Although many Canadians consider public telephones to be relics of a bygone era, consumer advocates argue they remain a necessity for anyone without a mobile phone and can even be emergency lifelines for those that do have them – especially if a battery dies or if there is an interruption in mobile service.

Phone companies, eager to add more customers to lucrative mobile-phone service plans, are challenging the CRTC's commitment to protecting an inexpensive and convenient communication service. As a result, the regulator's decision in this case could mark the final tipping point that sends the payphone on a course to extinction. Usage is already tumbling: a CRTC report shows average revenue per payphone has fallen from more than $1,000 in 2008 to around $700 or so in 2011 for major industry players.

The companies say in new CRTC filings that "if they do not get approval for the opportunity to experiment with alternative rate levels that could be as high as the maximum levels requested in their application, then they plan to change their practice and will proactively start removing their most unprofitable pay telephones."

Specifically, Bell and Bell Aliant, partly owned by Bell, have asked the CRTC to raise the maximum price of a local call made with coins from 50 cents to $1. The highest rate for a non-cash local call, such as one made with a payment card, could rise from $1 to $2, if the change is approved.

Depending upon the outcome of the CRTC decision, the companies will decide how many payphones they plan to keep in service. Although they have stated that a quarter of their payphones could be at risk, it is unclear how many that represents because they refuse to publicly disclose the total number in operation. They stress, however, the more wiggle room they have to raise rates, the slower their decommissioning process is likely to be.

Consumer advocates find that tactic troubling. "If you make or let these things become unavailable, you are just disenfranchising people," said John Lawford, executive director of the Public Interest Advocacy Centre, adding any price hikes will disproportionately hurt low-income Canadians, many of whom cannot afford cellphones or home phones.

"Pricing flexibility would make our overall payphone business more sustainable and having the flexibility to adjust prices supports the investment needed to upgrade our payphones to accept the new dollar coin," said Jacqueline Michelis, a spokeswoman for Bell Canada's parent BCE Inc., in an e-mailed statement.

"Without this pricing flexibility, it does not make good business sense to invest in retrofitting older payphones which means at some point, we would have to start removing those older payphones (we can remove payphones without CRTC approval)."

The one exception is if a company is targeting the removal of the last payphone in a community. In that case, the companies have to provide 60 days notice of their plans.

More than three-quarters of Canadians own mobile phones, with 27.4 million subscribers at the end of 2011. Nonetheless, the CRTC has numerous complaints from consumers about the proposed payphone price increase, arguing it would hurt the poor or consumers with hearing or visual disabilities who struggle to find accessible wireless phones.

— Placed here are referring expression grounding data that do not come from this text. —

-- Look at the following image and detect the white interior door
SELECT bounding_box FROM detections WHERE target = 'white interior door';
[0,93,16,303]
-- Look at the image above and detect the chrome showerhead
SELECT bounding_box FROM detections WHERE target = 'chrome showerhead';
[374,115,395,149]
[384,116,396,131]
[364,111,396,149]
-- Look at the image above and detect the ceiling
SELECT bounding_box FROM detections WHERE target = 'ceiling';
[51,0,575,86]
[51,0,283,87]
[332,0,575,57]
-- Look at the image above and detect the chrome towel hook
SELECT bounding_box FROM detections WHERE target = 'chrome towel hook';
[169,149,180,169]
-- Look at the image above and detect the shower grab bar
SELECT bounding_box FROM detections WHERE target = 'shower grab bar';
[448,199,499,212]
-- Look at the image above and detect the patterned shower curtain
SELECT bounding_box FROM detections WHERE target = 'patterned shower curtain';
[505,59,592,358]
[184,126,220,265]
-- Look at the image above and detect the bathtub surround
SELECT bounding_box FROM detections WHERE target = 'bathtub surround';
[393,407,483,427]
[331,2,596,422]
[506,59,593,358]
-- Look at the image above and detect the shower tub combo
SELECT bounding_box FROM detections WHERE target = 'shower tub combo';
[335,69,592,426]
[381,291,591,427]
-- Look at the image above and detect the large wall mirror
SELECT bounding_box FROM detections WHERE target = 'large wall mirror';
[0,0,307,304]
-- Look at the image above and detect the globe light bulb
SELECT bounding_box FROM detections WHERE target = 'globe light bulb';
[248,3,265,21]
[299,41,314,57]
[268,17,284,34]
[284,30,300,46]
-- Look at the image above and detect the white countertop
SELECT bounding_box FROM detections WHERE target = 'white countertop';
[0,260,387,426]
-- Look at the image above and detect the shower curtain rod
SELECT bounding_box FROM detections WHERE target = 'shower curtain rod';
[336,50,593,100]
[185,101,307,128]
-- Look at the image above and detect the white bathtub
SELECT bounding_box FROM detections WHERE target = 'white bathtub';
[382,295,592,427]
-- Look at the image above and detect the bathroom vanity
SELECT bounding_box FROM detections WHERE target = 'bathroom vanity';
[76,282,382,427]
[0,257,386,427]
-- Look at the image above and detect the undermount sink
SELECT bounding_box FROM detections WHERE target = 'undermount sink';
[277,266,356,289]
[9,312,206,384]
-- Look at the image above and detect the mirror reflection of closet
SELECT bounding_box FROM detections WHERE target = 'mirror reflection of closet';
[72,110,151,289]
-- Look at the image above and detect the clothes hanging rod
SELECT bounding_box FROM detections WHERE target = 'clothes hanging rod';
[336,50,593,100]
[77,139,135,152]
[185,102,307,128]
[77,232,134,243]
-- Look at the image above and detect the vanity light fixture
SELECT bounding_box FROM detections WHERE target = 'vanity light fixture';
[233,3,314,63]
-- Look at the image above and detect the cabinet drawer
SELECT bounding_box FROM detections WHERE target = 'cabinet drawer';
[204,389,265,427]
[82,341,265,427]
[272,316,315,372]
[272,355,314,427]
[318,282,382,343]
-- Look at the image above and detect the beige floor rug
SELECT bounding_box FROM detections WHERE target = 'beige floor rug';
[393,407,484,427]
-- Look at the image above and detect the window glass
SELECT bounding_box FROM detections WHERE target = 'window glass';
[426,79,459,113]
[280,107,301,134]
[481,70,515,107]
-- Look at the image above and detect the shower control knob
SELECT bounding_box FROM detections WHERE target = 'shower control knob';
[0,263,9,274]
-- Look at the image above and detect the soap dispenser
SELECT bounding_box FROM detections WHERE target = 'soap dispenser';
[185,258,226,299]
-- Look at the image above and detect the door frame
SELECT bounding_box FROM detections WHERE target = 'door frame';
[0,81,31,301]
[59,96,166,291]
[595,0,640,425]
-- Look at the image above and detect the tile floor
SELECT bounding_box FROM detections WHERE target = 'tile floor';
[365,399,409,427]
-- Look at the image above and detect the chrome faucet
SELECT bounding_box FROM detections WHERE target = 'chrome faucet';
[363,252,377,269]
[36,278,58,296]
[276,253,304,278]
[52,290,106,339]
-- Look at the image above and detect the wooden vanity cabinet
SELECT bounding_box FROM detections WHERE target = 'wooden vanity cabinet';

Penny Leclair was one of them. The 61-year-old Ottawa resident, who is blind and has a hearing disability, told the CRTC that people who are visually impaired make it a point to know where to find payphones in the areas in which they live, work or travel.

Although she has a voice-operated iPhone to call 911 in the case of an emergency, she never uses it because she cannot hear enough to have a conversation on it. A payphone, meanwhile, allows her to use what is known as a T-coil receiver to amplify the sound.

"There have to be options for people. Just because people carry cellphones doesn't mean they are always working cellphones," she said in an interview. "Everybody who makes these decisions obviously has access to a phone and they don't always realize what their decisions are going to mean for people who struggle."